Parents: You’re all doing it wrong.

World's Okayest Parent Mug on Cafe Press | Mom-101You – you who let your kid cry it out for 20 minutes until he learned to self-soothe and get a full night’s sleep? You know you damaged him for life right? Just wait until you get the therapy bills.

You – you who ran to pick up your child in the crib at every cry, knowing that a cry means a baby needs something?  He suffered irreparable developmental damage from lack of sleep. Good luck with that.

You, who fed your babies formula for any reason at all (unbearable pain, postpartum depression, cultural pressure, adoption), I hope you know your child is at a greater risk for obesity and a career as a gas station attendant.

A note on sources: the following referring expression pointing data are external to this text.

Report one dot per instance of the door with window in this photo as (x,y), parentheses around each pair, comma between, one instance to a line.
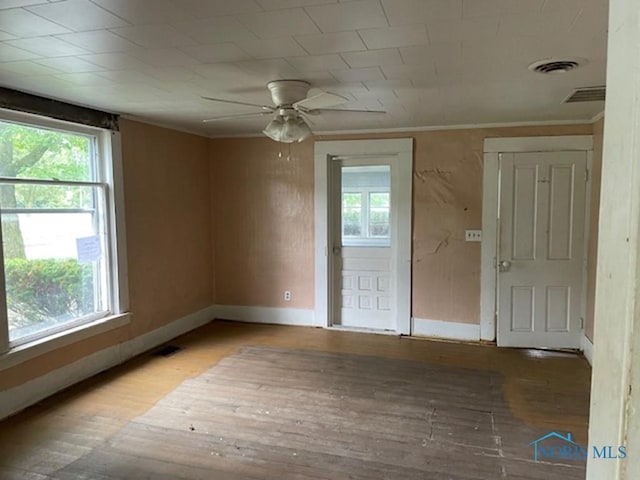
(541,249)
(363,247)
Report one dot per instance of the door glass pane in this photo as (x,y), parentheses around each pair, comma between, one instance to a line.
(351,214)
(366,196)
(54,263)
(379,214)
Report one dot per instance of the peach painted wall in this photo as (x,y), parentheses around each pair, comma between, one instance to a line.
(263,210)
(596,173)
(168,222)
(262,203)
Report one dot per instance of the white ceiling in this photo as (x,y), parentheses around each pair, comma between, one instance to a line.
(426,62)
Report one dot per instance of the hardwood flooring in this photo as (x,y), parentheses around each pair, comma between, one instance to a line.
(245,401)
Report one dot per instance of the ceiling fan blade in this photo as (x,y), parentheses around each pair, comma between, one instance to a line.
(239,115)
(223,100)
(319,111)
(321,100)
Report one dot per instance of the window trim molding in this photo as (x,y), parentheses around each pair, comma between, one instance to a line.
(109,146)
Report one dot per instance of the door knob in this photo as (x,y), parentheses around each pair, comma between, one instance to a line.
(504,265)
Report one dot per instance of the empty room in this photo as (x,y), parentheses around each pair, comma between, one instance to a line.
(194,195)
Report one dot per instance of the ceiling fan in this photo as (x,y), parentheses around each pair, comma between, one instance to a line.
(290,103)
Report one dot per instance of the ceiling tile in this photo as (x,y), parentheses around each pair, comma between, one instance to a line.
(214,8)
(141,11)
(84,78)
(281,4)
(215,30)
(373,58)
(6,36)
(47,46)
(19,3)
(407,12)
(78,15)
(154,36)
(22,23)
(536,24)
(461,30)
(348,16)
(114,61)
(358,74)
(269,69)
(10,54)
(272,48)
(410,72)
(331,42)
(27,68)
(279,23)
(378,38)
(99,41)
(218,52)
(314,63)
(69,64)
(164,57)
(125,76)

You, who nursed your children just as long as they needed to, even at night at five-years-old (just sometimes) to help them sleep, you know your child is going to have total Oedipal issues for life. Have fun being his date to the prom.

 

You, who hand-churned every drop of organic baby food, you are clearly bored and have nothing better to do with your life.

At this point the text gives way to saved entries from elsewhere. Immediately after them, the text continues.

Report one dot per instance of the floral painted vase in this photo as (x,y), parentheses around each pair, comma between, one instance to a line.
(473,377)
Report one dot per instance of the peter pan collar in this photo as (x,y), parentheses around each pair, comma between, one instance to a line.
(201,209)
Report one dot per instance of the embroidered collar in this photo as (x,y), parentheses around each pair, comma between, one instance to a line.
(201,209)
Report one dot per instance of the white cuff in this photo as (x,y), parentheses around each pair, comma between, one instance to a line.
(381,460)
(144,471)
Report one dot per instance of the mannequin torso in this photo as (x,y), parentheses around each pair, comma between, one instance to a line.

You, who fed your baby out of jars from Costco, you are clearly someone who doesn’t care about your baby’s health.

 

You, who stayed home after your children were born, the 50’s called and they want their pathetic excuse for a maternal role model back.

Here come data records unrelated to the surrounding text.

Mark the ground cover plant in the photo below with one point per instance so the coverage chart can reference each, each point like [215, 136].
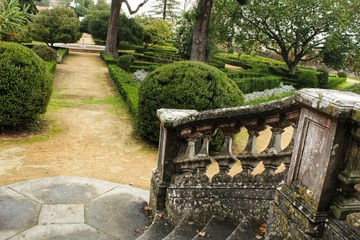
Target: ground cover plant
[25, 85]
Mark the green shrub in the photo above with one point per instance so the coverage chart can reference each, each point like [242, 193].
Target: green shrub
[323, 78]
[335, 81]
[183, 85]
[307, 79]
[25, 85]
[355, 88]
[127, 86]
[257, 84]
[125, 61]
[45, 52]
[342, 74]
[108, 58]
[62, 52]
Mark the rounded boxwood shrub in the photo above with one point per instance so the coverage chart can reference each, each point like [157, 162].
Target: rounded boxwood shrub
[45, 52]
[183, 85]
[125, 61]
[342, 74]
[25, 85]
[307, 79]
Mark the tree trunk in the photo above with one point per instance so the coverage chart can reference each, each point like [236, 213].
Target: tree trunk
[201, 31]
[292, 67]
[111, 38]
[164, 10]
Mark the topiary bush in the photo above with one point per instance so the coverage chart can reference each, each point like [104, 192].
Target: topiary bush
[342, 74]
[45, 52]
[307, 79]
[183, 85]
[355, 88]
[25, 85]
[323, 78]
[125, 61]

You who went back to work after your children were born, you should ask yourself why you even had children if you didn’t want to raise them yourself.

 

You, who buy your daughters pink tutus and tiaras and Disney movies, how does it feel to have bought into gender norms that demean girls and reduce them to helpless princesses with limited choices in life?

You, who buy your girls fire truck tees and cars and water guns, how about letting them choose what they want to play with instead of imposing your own values on them?

 

You, who haven’t evolved from white couches and your fancy retro-modern coffee tables with sharp edges, you do know that having a child means sometimes you have make a few sacrifices and it can’t be all about you anymore, right?

You, who have  pillow fort ready couches and bean bags and toys in every corner of your home, you do know that giving up your entire way of life for your kids is just coddling them, right?

 

You, who forbid TV in your home, you are sheltering your children from culture and shared peer group experiences that will make them objects of scorn and ridicule as they get older.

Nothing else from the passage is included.